We don't hide from opportunities and have an us versus them mentality. Instead, we have a mentality that says we have been saved. We have been transformed. We have been recipients of grace. We now have freedom in Christ, but I will not be a prisoner to the freedom because I have a Lord who gave up his freedoms for his enemies, for me. And I will not be self-centered and I will not be self-focused because I imitate Christ, who gave up his rights. Paul gave up his rights because Christ gave up his rights, so I give up my rights so that more and more and more and more may hear and may know. I don't look to the interest of self, but to the interest of others, that they may be saved.

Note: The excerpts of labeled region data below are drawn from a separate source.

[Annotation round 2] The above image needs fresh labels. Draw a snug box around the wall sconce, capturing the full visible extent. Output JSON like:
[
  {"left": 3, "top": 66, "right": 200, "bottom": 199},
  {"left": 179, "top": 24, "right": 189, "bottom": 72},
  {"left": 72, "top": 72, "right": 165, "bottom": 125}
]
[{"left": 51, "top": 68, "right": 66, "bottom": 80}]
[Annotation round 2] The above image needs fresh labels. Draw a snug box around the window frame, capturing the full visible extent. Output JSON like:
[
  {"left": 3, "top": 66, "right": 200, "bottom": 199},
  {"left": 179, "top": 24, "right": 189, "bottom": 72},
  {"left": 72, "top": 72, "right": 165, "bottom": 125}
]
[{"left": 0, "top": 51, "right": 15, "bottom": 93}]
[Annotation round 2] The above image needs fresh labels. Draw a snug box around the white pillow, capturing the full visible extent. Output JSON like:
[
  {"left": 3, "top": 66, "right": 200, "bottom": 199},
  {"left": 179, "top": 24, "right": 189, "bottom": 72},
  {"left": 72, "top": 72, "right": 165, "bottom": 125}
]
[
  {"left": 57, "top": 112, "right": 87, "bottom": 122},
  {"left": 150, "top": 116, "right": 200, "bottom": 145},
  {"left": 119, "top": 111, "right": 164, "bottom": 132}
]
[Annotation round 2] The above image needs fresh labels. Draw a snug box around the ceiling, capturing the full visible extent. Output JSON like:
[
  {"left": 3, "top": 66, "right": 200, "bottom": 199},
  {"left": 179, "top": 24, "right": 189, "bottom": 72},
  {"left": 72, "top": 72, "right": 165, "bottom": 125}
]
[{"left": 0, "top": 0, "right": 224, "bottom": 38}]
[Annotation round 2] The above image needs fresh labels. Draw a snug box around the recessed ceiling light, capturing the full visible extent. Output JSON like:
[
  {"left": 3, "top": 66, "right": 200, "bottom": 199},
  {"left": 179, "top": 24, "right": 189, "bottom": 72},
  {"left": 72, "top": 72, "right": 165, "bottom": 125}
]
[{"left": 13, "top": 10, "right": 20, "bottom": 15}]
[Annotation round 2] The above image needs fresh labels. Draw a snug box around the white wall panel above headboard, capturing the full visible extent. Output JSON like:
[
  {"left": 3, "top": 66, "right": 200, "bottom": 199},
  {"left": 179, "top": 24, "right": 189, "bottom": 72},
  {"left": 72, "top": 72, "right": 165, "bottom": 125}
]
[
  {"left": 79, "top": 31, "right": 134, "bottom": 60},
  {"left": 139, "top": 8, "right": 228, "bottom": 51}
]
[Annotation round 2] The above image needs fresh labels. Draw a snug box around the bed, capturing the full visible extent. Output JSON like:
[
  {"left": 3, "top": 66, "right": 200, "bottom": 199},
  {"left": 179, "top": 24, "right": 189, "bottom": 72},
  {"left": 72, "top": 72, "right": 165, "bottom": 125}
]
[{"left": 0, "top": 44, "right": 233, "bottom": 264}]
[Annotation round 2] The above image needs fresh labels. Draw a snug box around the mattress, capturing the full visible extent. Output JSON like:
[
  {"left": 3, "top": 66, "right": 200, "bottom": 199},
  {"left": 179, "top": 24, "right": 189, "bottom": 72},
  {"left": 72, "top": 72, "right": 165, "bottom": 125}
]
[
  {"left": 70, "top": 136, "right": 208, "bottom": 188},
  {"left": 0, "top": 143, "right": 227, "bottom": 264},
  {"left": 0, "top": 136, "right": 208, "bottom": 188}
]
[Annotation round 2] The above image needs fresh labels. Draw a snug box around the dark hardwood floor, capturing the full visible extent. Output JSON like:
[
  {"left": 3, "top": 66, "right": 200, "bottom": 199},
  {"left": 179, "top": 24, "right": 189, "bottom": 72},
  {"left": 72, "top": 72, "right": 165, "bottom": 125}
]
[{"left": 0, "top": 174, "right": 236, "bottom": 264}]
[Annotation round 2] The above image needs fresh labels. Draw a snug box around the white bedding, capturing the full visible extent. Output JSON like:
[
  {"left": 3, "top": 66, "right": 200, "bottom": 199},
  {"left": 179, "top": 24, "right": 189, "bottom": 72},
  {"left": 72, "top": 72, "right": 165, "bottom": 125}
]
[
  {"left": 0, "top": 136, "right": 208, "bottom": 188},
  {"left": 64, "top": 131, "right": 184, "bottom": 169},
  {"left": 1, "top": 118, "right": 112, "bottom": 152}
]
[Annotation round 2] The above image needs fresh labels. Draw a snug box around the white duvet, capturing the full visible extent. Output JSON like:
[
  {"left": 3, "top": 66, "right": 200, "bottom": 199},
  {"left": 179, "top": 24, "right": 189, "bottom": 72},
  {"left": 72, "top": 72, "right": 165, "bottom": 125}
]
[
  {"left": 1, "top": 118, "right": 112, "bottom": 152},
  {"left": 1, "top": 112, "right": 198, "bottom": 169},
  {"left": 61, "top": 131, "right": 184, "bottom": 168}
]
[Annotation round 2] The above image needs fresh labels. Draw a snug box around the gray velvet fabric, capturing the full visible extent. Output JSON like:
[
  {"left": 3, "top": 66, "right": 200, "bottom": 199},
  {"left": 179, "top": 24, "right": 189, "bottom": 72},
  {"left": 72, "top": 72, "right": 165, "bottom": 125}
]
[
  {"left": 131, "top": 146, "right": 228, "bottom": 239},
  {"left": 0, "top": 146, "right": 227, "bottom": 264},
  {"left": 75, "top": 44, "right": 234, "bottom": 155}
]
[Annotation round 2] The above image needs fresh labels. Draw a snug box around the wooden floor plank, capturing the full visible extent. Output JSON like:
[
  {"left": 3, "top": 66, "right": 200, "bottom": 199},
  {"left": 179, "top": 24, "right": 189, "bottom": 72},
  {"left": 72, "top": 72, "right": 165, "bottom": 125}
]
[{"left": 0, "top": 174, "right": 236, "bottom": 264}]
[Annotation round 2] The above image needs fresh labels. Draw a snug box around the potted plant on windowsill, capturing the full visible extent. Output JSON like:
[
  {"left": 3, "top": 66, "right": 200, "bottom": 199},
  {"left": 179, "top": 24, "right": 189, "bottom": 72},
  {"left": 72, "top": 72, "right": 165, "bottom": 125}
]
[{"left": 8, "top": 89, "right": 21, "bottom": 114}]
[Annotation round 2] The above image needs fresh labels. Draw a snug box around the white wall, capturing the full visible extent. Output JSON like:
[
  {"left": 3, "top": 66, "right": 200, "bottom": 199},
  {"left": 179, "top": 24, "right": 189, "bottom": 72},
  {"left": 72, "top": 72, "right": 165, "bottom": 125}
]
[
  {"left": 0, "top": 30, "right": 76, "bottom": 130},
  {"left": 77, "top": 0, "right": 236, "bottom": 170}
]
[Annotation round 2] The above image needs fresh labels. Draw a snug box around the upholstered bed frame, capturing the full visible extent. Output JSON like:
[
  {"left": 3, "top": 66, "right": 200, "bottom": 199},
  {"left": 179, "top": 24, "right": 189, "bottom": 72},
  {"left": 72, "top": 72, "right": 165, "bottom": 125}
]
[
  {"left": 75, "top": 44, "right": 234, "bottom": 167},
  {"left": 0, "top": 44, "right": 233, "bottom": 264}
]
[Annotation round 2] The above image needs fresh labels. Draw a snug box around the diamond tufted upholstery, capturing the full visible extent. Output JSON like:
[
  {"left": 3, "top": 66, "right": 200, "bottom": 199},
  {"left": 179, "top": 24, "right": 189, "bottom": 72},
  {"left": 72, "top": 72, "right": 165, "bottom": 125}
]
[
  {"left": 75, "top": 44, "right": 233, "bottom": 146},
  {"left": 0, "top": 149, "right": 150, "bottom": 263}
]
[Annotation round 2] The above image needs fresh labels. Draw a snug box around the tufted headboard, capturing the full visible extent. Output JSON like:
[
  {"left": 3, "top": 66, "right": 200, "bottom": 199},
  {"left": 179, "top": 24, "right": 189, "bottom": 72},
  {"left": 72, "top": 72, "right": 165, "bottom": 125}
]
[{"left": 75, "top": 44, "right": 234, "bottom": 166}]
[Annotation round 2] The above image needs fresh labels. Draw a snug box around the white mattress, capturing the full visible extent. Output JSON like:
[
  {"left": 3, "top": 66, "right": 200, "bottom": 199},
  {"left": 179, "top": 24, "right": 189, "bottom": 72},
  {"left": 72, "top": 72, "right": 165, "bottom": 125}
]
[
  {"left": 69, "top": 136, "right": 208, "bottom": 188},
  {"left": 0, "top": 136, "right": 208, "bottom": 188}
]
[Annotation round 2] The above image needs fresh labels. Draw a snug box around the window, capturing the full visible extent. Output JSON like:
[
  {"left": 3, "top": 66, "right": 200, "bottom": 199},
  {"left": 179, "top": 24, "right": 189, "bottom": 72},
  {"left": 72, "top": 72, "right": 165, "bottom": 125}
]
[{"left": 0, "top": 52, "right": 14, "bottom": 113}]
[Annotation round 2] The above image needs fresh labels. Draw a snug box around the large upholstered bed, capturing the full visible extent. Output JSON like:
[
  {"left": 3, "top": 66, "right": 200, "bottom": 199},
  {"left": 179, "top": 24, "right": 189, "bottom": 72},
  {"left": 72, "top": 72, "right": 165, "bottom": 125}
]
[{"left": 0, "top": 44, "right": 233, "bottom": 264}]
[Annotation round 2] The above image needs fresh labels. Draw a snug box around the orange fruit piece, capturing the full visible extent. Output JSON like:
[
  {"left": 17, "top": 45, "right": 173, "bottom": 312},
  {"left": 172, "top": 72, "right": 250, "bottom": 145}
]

Not so that I can pat myself on the back and say, "Look at how loving I was. Look at all the things I gave up for people". But I do it because of what Christ did for me. He left perfect unity with the Father and took on flesh, and he shared the good news with anyone who would listen and even those who wouldn't. He forfeited what was rightfully his to accomplish his Father's will. He gave his life up for people who were at enmity with him so that they might be saved. He made a way possible where there was no other way. And he has given new hearts, and new understanding, and a hope, and a future, and a community of fellow believers who seek to encourage and urge one another on to run the race, remembering that there are many who do not yet know the truth.

After the resurrection and after the disciples had seen Christ in the upper room, they go out fishing. And Jesus meets them on the beach after they've been out all night fishing and probably wondering what's going to happen next. "Is this real? What's going to happen for us? Where do we fit in with this"? And Jesus pulls Peter aside, Peter who had denied Christ three times. And three times, he asked Peter, "Peter, do you love me? Peter, do you love me? Peter, do you love me"? And three times Peter says, "Yes Lord, yes Lord. You know that I love you". Jesus says, "If you love me, feed my sheep". Why? Is it because Jesus forgot he had to leave and there were sheep that needed to be fed? And somebody needed to go and get the mail? He'd forgotten about the mail, someone needed to take the garbage out? No.

See, Jesus's sheep are his people. He's showing Peter, "Peter, if you love me, then love my people. A new commandment I give you, love one another as I have loved you". It's new because Christ's love was different than any other person who had come before him. It gave more, it accomplished more. And if our identity is in him, then we can love with that love. Not from ourselves trying to gin this love up out of our own flesh, but it's a love because we know he first loved us, and we know the grace that he's given us, and we know the forgiveness that he's offered to us.

And so, we're not like Jonah, who hardens his heart and doesn't want the good news to go to the people. But we're like the Samaritan woman, who's forced to go out in the heat of the day and draw her water. And when Jesus tells her, "I can offer you living water. I am the Messiah that's come," she goes right back to the people who have cast her out of society and brings them the good news. Out of his love, not out of her love. Let no one seek his own good, but the good of his neighbor. Whatever you do, do all for the glory of God, for that is what you were created for. Glorify God and enjoy him forever.